Nos enseña también personas que recogen setas y labran pequeños trozos de tierra en lo que parece ser una relación sostenible con la naturaleza, pero hallamos un momento de ruptura cuando el director rueda la transformación rápida y vulneración de esos espacios legitimadas por el progreso, con un aprovechamiento de los recursos naturales (madera, canteras) descompensados, por la tecnología que llega para la utilización de energías como la eólica, con unos ingentes molinos que vemos construirse pieza a pieza entre brumas y extrañeza de película distópica. Y lo que acarrea de asfaltado de un camino para que esos enormes camiones trasladen ese material. Un paisaje cambiado, eliminado, quebrantado porque tiene que abastecer a una población que no para de crecer.




El expresivo plano del pino tumbado y muerto con las ramas retorcidas, el hórreo abandonado, simbolizan para mí el sentir del documental, una progresiva desaparición de lo ancestral, de las economías tradicionales, que amenaza y avisa de lo que puede ocurrir por esta prepotente o “imprescindible” invasión del desarrollo, qué dilema. Imágenes con tantos ecos de lo atávico, que también me transportan con ese árbol aliquebrado a Elem Klímov en su película “Adiós a Matiora”, que denuncia el progreso en detrimento de lo esencial.
En definitiva, un gran pensamiento que termina como empezó, dirigiendo la mirada a lo infinito, al cielo nocturno, lo incalculable, lo que perdurará y sigue generándose…



A destacar la excelente fotografía, por la que se llevó un premio en el Festival internacional Documenta Madrid, con un tono constante grisáceo, con un mar y cielos plúmbeos, pero muy logrado y bello en la melancolía en que está embebido. Realizado en varios años, con idéntica paciencia que esos momentos que nos regala Alberto y en los que él mismo es testigo a tiempo real de la progresiva transformación de la sierra y que le inquieta. Desconozco si en algunos momentos él dejaba la cámara sola y se iba para no alterar el medio y luego acudía para sorprenderse en casa de lo rodado para escoger concienzudamente y con mimo lo que más se ajustaba a su pretensión, creando planos que, al ser tan expandidos, en realidad parece que te miran a ti y te interpelan poderosamente.
Creo que los gallegos tienen una mirada especial hacia la naturaleza, o así lo aprecio por las películas que he visto de realizadores nacidos allí.

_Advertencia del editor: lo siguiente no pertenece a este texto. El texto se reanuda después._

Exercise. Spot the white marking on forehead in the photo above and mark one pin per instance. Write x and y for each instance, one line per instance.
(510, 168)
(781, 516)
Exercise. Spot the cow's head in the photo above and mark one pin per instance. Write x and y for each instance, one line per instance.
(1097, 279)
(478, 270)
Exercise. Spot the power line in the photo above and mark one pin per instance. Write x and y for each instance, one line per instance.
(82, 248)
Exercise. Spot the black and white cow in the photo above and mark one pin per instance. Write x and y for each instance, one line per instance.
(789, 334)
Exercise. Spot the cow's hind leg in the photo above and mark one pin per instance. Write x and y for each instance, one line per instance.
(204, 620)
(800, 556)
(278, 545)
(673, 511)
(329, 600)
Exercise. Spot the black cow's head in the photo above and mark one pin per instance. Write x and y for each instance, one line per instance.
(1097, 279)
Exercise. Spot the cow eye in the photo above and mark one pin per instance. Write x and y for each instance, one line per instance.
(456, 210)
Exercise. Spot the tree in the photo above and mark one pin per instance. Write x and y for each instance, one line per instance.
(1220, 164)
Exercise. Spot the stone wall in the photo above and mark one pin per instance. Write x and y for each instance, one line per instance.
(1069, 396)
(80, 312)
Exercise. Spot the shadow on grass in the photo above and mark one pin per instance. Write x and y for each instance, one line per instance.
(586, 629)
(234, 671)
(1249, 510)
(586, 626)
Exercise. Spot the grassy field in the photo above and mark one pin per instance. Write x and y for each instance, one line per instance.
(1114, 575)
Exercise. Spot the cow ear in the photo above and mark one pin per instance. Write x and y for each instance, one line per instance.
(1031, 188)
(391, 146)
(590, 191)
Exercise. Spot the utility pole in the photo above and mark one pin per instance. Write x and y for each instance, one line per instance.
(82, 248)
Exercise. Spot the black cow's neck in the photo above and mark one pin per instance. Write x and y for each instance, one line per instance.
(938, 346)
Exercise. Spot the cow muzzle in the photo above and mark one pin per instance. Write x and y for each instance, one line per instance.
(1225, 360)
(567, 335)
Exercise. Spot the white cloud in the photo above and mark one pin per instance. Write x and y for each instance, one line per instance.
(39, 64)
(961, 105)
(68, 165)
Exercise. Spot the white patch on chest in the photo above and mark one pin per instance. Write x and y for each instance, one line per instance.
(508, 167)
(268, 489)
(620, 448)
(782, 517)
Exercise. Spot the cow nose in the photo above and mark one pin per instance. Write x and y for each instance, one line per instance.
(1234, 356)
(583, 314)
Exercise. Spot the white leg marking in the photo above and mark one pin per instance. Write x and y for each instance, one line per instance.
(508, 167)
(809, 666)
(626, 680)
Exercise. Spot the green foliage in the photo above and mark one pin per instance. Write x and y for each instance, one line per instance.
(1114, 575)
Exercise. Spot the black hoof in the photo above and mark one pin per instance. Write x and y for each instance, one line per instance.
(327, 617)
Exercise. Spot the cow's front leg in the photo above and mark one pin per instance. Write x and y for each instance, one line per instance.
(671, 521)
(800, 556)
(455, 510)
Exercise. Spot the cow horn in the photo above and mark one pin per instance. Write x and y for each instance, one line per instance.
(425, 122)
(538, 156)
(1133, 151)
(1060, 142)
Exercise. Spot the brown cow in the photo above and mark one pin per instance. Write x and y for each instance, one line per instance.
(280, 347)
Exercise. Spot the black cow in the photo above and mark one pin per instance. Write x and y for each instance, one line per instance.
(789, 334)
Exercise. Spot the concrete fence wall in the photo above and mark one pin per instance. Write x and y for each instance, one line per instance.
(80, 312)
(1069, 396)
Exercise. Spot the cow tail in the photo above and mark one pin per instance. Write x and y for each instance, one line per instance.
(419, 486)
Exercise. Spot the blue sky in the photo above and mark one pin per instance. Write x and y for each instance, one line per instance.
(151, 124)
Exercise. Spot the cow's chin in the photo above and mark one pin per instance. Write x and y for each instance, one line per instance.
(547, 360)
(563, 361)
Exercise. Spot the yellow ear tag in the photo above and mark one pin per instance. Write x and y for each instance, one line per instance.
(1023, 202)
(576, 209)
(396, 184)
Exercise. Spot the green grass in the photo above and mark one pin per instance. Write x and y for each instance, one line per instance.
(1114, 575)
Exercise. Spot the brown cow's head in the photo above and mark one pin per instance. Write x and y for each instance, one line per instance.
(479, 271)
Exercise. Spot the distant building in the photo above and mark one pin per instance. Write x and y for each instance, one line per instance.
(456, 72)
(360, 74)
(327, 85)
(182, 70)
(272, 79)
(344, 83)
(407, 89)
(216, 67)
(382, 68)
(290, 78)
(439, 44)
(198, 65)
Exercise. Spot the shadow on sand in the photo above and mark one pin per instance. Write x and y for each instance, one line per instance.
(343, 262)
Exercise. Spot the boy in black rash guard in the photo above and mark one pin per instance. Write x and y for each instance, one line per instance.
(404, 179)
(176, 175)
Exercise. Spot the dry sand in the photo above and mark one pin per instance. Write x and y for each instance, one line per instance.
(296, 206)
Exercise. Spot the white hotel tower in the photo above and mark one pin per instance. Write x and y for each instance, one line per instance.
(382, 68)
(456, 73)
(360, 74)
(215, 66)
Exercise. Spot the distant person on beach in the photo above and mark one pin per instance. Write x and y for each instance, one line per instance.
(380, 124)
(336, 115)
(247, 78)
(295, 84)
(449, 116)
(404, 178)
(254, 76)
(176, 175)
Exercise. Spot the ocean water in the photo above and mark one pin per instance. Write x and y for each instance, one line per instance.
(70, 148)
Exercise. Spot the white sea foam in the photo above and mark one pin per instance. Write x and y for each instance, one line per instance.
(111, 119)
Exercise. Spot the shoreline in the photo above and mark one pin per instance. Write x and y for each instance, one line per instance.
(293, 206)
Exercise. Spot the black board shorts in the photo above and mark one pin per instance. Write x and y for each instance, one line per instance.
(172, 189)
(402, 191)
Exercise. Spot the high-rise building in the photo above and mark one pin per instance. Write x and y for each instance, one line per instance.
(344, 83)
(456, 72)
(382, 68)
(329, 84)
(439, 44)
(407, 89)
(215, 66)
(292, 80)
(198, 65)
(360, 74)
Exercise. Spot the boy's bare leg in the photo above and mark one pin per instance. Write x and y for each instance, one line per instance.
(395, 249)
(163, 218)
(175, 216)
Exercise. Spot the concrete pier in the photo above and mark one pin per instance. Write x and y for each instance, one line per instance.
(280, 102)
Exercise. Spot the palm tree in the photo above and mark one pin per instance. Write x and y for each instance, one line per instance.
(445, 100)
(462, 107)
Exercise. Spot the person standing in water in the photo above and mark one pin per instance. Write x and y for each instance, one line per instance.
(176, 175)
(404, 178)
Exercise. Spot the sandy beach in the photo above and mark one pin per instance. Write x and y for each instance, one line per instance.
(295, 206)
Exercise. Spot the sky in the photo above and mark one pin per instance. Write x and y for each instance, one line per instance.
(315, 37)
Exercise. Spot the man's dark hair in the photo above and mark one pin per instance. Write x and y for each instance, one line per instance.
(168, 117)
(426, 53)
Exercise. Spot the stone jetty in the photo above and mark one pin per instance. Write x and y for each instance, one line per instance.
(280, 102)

Copio el poema que abre el documental, que cobra mucho sentido, en gallego y traducido:

Enviso son pra min mesmo
un niño infindo do que nada cai fora.
Eilí ven do xeito máis lene
unha cousa queda lonxe e perta
na que todo está e nada se nombra.

Uxío Novoneyra,Os Eidos”.

(Veo sólo para mí mismo
un nido infinito en el que nada cae fuera.
Allí viene de la forma más suave una cosa quieta lejana y cercana
en la que todo está y nada se nombra).